Article

How to integrate DSS/LSEG Tick History data into Power BI Desktop

Veerapath Rungruengrayubkul
Developer Advocate Developer Advocate

Introduction

Power BI is a business analytic service providing interactive visualizations. Supported data sources include a wide range of file types, databases, Microsoft Azure services, and many other third-party online services. A common flow of work in Power BI begins by connecting to data sources and building a report in Power BI Desktop. That report is then published from Desktop to Power BI service and shared so users in service and mobile can consume (view and interact with) the report. 

 

 

Power BI Desktop supports data sources including a wide range of file types, databases, Microsoft Azure services, and many other third-party online services. The supported data source is available under the ‘GetData’ Ribbon.

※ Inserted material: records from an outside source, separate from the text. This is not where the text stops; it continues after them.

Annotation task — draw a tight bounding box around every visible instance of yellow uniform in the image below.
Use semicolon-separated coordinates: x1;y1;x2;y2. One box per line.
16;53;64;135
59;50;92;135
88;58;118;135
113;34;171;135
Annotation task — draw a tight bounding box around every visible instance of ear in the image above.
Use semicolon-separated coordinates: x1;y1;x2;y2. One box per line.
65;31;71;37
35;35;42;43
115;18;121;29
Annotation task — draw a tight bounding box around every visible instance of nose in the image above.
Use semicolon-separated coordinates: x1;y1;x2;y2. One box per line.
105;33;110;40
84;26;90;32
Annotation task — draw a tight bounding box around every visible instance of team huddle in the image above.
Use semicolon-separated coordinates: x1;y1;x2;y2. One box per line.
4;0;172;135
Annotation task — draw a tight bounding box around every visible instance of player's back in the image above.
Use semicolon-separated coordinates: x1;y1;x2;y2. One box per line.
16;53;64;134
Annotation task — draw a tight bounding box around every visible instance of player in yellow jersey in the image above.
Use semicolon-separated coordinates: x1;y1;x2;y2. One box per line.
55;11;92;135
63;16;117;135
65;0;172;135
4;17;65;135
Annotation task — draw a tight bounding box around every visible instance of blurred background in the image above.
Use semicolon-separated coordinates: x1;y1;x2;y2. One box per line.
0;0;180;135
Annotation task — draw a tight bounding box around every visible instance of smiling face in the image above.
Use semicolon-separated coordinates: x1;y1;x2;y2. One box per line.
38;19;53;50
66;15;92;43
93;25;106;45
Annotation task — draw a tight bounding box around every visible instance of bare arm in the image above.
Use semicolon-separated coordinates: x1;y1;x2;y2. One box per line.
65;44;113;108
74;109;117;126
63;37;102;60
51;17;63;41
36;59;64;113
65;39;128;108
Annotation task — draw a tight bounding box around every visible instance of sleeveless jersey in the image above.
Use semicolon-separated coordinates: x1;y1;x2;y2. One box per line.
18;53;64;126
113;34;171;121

In case that data source is not available in the list, users may import data from well-known file formats (i.e. text/CSV, XML, JSON). The DataScope Select/ ThickHistory provide data in CSV format, so users can generate data in Web GUI, and then import the file to Power BI Desktop. Anyway, users can also develop “Query Editor” in Power Query Formula Language to connect to new data source. Microsoft also provides a Custom Connectors SDK for third parties to create their own data connectors and seamlessly plug them into Power Query.

 

 

In this article, we are going to demonstrate how to create a new custom data connector to connect to Datascope Select/Tick History product via DSS REST API. The new connector extracts Tick History ElektronTimeSeries and DSS IntradayPricing report template data via DSS REST API, so the basic understanding of DSS REST API is required. We would recommend reviewing the Connecting to Server and On Demand data extraction workflow tutorials first.

Quick Start

To help you understand how the connector works, below are the steps to use the custom connector.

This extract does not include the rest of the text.